Deux arbres jetèrent soudain leur ombre avivée de lune à quelques distance et elle se figea avec la mort en elle. Elle rit nerveusement quand elle se rendit compte de son erreur et flageolant sur ses jambes se força à avancer encore., pauvre petite colombine, au masque perdu, au visage pâle, comme exsangue.

Le sentier prit brutalement fin sur une sorte de clairière, une trouée entre les arbres, ce n’est pas du tout le chemin du château pensa-t-elle avec consternation . Au centre de cette clairière, quelques dizaines de tombes formaient un petit cimetière, des croix tombales que la clarté de la lune nimbait d’une lumière froide. Elle se figea de nouveau, observant l’étrange scène et les jeux d’ombre créés par les nuages chevauchant la lune.

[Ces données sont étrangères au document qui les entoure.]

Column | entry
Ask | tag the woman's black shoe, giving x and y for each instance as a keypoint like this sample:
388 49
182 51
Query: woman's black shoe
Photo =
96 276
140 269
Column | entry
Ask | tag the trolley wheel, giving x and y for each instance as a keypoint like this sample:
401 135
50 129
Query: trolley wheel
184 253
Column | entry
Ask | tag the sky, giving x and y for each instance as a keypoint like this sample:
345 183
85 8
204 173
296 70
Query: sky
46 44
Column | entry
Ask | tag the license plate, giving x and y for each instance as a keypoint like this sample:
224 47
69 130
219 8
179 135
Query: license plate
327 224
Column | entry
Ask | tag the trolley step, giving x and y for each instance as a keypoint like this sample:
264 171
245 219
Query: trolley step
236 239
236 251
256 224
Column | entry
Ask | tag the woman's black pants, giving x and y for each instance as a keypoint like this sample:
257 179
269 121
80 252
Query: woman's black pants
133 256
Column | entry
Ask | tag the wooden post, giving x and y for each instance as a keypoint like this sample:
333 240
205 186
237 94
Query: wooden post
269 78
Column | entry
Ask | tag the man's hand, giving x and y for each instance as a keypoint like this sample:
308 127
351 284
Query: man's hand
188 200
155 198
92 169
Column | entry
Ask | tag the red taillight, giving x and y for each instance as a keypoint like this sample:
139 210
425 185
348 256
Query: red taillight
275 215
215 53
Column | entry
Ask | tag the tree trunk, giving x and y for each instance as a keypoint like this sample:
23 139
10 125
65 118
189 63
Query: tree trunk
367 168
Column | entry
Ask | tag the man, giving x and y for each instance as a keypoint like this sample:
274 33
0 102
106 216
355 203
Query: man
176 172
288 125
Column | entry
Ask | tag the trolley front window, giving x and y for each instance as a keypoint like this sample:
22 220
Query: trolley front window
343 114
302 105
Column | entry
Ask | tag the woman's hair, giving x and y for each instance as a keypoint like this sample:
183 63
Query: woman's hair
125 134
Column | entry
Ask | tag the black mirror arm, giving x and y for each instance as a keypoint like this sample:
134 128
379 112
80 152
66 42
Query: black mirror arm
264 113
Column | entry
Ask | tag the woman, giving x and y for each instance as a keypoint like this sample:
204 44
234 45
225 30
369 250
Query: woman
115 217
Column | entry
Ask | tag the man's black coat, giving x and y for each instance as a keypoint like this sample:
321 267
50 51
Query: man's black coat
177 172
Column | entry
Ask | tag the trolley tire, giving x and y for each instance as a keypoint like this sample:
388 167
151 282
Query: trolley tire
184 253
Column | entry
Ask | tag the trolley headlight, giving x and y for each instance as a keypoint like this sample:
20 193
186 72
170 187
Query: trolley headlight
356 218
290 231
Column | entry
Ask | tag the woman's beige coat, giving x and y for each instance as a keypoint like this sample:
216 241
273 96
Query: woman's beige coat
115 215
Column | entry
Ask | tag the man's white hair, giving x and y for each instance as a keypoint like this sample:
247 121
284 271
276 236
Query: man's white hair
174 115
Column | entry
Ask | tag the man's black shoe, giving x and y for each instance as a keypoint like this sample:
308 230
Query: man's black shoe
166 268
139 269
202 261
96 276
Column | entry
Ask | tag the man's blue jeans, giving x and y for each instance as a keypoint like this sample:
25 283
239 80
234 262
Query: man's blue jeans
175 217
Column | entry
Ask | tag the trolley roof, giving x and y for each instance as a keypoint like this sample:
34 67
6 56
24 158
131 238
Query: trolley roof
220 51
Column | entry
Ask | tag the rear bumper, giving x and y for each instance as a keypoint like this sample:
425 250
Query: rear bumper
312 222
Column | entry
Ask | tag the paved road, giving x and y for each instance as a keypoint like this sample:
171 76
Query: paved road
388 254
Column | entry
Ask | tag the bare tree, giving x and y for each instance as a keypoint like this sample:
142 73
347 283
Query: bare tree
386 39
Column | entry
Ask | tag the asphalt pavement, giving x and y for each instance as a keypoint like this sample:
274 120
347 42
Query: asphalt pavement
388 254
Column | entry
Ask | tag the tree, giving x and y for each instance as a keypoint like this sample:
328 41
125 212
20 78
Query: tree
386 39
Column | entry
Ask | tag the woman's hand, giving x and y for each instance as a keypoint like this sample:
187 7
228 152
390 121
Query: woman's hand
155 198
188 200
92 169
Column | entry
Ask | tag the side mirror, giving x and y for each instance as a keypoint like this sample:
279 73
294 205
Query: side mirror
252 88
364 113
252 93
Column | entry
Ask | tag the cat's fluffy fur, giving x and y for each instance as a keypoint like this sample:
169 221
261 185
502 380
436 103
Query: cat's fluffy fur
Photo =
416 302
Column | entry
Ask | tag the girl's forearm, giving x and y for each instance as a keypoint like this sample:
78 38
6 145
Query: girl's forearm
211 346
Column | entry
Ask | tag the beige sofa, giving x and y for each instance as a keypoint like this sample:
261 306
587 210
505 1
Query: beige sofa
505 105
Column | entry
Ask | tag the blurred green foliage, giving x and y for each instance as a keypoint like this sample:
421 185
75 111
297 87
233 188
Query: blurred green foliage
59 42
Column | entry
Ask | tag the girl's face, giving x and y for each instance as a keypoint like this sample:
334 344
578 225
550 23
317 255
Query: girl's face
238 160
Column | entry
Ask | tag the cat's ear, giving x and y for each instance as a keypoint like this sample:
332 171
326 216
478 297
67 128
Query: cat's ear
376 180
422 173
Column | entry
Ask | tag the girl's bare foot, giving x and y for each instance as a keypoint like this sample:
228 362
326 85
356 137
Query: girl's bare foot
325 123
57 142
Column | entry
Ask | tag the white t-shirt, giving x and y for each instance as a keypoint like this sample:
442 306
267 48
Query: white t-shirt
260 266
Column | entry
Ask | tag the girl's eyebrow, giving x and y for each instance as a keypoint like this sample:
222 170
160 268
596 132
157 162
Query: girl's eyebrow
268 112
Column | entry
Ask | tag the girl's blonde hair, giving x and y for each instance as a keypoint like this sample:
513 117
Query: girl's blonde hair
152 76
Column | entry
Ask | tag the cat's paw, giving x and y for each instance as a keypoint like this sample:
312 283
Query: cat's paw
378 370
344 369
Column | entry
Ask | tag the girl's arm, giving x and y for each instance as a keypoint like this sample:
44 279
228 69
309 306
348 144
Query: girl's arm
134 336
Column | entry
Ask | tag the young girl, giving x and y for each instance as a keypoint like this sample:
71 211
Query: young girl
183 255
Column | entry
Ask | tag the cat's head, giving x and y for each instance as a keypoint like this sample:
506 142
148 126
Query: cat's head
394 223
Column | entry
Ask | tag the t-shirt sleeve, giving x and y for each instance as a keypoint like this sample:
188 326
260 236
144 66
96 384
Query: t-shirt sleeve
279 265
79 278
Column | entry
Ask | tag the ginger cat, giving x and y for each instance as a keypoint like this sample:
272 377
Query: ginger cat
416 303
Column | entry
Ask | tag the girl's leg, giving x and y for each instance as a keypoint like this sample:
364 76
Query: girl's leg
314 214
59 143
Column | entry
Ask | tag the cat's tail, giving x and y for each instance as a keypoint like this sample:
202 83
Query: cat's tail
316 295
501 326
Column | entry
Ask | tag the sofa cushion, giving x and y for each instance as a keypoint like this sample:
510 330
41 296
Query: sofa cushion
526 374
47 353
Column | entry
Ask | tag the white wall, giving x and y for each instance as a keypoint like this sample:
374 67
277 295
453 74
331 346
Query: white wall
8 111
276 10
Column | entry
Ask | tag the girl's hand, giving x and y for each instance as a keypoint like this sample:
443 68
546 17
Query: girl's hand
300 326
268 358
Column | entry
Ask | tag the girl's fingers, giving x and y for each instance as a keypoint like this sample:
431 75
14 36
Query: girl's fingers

Sa terreur était à son comble, elle avait perdu jusqu’à la faculté de penser, la faculté de se mouvoir.

Elle était proche de l’évanouissement quand un bruit la fit sursauter. Les taillis proches craquaient et devant ses yeux hallucinés, comme sorti de derrière la tombe la plus proche, se dressa la statue du Commandeur, un étrange sourire jouait sur ses traits figés et derrière lui, mince et agitée, se profilait la silhouette du maigrichon méphitique dont elle crut entendre le ricanement résonner dans sa tête.

Elle fit trois pas en arrière, reculant devant l’horreur et toutes les tombes s ‘animèrent alors faisant sortir de leur entrailles glacées, autant de Commandeurs et de Mephisto tous ricanants. Elle les vit s’animer lentement et lentement quitter les pierres tombales et avancer, lentement s’approcher d’elles.

« Kitty, Kitty !!! » Des voix pleines d’inquiétude venaient du sentier et le sortilège qui la maintenait prisonnière du maléfice se rompit alors.

Tournant le dos au spectacle d’outre-tombe, elle courut vers les voix qui se rapprochaient. Elle sentit vaguement des mains la prendre, le brouhaha consterné des gens autour d’elle, elle se laissa alors aller à l’évanouissement.

Elle émergea dans sa chambre, les persiennes n’avaient pas été tirées, le soleil déjà haut dans le ciel était sur son visage, elle entendit un mouvement dans la pièce et une ombre se pencha sur son lit… « la porte était restée ouverte, je suis entré » dit alors une voix grinçante, comme désincarnée.